More Schema Refinement • We have studied one kind of schema refinement, namely normalizing a schema by decomposing it into 3NF or BCNF schemas. This is part of logical design. • Physical design, driven by performance goals, includes other types of schema refinement, which we will study now. These include de-normalization (!), vertical decomposition and horizontal decomposition.
De-Normalization • Recall the relation • CustState(CustID, Address, City, Zip, State) Here is its BCNF decomposition/Normalization • Cust(CustID,Address, City, Zip) State(Zip,State) • Suppose we have done the normalization and the query SELECT C.CustID,C.Address, C.City, C.Zip, S.State FROM Cust C, State S WHERE C.Zip = S.Zip; is a frequent and important query in the company.
De-Normalization, ctd. • The join query will be expensive, even if we declare indexes (which will be costly too). • A possible solution is to denormalize the tables back to CustState. • Then the previous query will run much more quickly • What are the disadvantages of denormalization? • Space wasted • But space is cheap nowadays • Anomalies when data changes • But zip codes and states are unlikely to change • In real shops, denormalization is done to improve performance, even when data is likely to change.
Vertical Decomposition • Consider the BCNF relation Emp(EID, Address, City, State, Wage, DeptID) • Suppose that the HR department issues queries about EID, Address, City and State and the rest of the company issues queries about EID, Wage and DeptID. • What is the advantage of storing the Emp information in these two relations?

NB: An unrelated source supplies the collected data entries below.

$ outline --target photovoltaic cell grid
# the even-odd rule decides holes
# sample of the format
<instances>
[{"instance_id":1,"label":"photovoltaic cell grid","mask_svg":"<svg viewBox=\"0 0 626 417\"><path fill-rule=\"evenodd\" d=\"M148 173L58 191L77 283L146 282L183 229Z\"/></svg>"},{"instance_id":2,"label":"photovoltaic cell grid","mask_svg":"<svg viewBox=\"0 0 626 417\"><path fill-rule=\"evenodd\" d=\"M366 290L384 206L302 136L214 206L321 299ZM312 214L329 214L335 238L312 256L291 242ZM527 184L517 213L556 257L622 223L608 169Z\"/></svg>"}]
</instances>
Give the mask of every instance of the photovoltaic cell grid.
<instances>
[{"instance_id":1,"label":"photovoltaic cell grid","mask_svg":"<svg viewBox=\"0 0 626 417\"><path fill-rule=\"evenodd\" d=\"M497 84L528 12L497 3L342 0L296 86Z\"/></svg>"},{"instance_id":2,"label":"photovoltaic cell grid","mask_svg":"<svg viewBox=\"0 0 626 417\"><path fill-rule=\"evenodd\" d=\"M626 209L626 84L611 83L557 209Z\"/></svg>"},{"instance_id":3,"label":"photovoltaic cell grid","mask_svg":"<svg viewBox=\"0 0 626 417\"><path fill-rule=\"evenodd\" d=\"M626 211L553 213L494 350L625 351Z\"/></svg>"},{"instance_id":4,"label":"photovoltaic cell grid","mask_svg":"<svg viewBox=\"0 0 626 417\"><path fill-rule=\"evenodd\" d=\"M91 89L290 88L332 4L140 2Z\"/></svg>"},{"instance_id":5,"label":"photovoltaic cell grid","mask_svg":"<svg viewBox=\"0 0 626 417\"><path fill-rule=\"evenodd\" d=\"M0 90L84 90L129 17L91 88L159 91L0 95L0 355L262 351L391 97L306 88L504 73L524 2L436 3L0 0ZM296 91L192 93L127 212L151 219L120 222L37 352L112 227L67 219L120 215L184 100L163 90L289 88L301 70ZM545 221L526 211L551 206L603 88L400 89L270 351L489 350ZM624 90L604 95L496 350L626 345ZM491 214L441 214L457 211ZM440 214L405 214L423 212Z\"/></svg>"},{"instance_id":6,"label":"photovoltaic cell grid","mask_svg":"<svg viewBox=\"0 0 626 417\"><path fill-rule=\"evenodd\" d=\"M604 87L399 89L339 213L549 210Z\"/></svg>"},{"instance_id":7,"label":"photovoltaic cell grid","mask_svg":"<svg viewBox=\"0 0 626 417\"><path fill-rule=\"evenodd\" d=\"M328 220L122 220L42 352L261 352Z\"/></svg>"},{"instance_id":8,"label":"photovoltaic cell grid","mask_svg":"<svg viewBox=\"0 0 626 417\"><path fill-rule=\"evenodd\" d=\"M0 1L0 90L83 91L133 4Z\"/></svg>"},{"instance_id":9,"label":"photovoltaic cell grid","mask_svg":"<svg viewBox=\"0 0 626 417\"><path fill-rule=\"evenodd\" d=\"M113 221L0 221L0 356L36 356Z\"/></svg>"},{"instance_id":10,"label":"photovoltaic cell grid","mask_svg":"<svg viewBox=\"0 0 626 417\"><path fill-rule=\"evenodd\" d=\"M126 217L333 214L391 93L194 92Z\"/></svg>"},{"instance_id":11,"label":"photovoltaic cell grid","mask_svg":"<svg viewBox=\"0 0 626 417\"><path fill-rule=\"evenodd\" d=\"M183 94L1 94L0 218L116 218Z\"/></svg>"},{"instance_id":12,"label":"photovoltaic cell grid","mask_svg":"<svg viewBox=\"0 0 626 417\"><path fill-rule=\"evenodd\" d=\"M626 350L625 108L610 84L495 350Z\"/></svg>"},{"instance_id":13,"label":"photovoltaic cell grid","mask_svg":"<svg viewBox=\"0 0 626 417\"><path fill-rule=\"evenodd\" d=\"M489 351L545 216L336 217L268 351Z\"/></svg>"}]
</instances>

EmpHR(EID, Address, City, State) EmpComp(EID, Wage, DeptID) • All the queries will run faster because they process smaller tables. • For obvious reasons this is called a vertical decomposition
Horizontal Decomposition • Consider again the relation Emp(EID, Address, City, State, Wage, DeptID) • Now suppose that most Emp queries are from the Washington or Oregon branches of the company, who issue queries about Washington or Oregon employees, respectively. • Surely you see the advantage of storing the Emp information in two relations, EmpOR and EmpWA, consisting of OR and WA employees, respectively. • Why is this called a horizontal decomposition?

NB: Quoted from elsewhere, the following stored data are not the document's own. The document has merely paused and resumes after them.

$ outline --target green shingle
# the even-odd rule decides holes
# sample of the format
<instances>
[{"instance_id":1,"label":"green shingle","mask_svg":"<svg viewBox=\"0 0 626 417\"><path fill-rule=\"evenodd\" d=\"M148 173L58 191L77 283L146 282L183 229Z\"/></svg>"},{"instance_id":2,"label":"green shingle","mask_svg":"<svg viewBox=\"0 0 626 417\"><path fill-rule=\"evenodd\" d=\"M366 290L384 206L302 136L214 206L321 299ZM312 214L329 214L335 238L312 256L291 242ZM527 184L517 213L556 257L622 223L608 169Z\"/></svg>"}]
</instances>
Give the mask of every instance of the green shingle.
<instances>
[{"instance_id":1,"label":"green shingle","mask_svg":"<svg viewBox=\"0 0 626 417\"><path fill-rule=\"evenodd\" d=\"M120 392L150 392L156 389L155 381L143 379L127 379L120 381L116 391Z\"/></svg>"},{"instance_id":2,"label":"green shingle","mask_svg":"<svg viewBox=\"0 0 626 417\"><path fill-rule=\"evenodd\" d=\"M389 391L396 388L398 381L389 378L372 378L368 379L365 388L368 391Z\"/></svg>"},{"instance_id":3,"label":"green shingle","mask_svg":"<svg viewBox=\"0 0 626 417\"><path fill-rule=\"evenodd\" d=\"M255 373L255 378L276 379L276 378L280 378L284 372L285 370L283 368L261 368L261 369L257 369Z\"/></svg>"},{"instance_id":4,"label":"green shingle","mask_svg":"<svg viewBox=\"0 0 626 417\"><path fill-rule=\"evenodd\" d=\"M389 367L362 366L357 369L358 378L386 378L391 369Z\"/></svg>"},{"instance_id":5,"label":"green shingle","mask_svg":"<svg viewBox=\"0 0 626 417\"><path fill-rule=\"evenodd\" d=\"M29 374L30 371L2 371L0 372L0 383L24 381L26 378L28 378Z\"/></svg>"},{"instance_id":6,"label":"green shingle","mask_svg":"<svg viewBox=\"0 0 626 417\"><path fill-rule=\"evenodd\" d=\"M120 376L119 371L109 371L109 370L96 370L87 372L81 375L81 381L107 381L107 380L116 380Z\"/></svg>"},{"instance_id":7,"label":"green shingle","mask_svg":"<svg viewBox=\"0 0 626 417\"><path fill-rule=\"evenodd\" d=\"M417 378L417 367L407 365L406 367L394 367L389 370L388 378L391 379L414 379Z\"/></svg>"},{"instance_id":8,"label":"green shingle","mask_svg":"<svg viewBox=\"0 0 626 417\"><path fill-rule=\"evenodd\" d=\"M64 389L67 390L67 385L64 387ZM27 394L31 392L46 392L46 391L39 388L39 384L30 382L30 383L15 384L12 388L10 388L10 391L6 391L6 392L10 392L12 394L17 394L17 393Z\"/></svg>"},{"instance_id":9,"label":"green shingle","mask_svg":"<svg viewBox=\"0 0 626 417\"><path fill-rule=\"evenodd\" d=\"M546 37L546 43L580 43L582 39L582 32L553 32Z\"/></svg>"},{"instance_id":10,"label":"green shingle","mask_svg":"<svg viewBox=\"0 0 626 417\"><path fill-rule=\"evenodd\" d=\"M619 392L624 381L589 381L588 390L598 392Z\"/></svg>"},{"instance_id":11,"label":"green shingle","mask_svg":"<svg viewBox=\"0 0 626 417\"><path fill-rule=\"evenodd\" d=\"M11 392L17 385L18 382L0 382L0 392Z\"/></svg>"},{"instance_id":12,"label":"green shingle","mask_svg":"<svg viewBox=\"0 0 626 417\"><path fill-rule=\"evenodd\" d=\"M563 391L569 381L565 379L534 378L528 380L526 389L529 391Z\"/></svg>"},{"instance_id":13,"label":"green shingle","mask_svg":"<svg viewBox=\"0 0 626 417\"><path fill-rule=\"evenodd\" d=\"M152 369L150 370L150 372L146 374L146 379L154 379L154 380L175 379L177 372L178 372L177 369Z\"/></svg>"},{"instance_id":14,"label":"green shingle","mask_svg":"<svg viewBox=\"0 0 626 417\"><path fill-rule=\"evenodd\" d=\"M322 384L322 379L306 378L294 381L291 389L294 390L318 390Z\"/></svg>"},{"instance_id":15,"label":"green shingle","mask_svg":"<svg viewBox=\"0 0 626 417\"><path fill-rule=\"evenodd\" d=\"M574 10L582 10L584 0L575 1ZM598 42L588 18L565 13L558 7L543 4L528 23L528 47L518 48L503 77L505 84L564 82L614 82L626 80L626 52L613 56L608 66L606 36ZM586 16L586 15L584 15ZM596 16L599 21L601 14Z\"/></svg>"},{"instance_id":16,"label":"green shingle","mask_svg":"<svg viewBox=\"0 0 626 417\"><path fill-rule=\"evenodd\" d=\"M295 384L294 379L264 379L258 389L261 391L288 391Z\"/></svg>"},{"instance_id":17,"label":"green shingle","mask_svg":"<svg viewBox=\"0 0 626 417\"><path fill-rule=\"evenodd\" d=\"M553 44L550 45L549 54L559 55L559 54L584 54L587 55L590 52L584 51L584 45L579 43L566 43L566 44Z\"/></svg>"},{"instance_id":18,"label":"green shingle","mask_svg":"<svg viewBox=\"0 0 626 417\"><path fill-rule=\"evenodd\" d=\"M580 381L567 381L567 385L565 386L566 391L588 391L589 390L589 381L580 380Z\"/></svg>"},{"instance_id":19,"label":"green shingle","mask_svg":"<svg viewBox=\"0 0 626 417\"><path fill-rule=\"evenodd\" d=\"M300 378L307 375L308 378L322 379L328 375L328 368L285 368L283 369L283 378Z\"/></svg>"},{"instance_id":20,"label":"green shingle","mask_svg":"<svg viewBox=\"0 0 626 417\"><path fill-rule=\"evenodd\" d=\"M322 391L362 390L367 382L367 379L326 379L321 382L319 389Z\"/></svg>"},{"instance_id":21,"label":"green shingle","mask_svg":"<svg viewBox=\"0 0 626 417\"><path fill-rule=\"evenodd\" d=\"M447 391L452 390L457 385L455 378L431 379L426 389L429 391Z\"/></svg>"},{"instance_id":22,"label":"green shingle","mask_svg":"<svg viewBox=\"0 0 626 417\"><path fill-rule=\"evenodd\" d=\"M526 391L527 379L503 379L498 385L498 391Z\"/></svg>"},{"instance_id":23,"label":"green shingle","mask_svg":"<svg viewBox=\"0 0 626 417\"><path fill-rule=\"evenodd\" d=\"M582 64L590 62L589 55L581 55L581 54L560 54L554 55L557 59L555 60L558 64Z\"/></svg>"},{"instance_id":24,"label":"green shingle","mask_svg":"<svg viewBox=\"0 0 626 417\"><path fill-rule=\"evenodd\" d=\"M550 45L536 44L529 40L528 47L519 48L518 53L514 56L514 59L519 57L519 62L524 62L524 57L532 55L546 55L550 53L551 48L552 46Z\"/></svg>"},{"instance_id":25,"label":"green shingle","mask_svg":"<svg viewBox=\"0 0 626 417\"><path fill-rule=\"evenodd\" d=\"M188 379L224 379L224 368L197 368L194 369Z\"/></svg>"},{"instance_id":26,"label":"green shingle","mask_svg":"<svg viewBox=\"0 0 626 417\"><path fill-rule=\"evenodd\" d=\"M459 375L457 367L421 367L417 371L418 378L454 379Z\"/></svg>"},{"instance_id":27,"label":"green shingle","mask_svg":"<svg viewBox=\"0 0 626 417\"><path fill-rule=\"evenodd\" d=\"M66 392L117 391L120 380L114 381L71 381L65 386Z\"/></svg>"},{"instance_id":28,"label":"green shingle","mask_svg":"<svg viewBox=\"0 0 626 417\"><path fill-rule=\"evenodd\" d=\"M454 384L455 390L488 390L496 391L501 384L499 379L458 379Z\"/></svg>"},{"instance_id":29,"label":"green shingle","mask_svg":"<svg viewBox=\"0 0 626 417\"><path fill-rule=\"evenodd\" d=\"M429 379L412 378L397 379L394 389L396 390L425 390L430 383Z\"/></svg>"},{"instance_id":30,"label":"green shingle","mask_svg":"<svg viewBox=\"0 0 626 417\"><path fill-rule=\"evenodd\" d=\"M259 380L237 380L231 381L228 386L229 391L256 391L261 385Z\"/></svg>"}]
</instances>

Masking Decompositions with Views • If someone in the company wants to issue a query about the old Emp relation, or if there is old software that uses the Emp relation, this is possible with the use of a view, for example CREATE VIEW Emp AS SELECT * FROM EmpOR UNION SELECT * FROM EmpWA;
Tuning the Database • We have described the steps a DBA takes during initial physical design of a database, driven by performance requirements: choosing indexes, denormalization, and physical storage and refining schemas. • These steps continue throughout the life of a database, because everything about the database changes: queries and their importance, schemas, and data. • Changing the design of a database during the life of a database is called tuning. • Tuning also involves other steps such as updating statistics and reclustering tables. • Tuning is driven by two kinds of information • Utilities that generate performance statistics • E.g., disk usage, response times • User complaints • Hopefully utilties will warn the DBA of problems before users complain.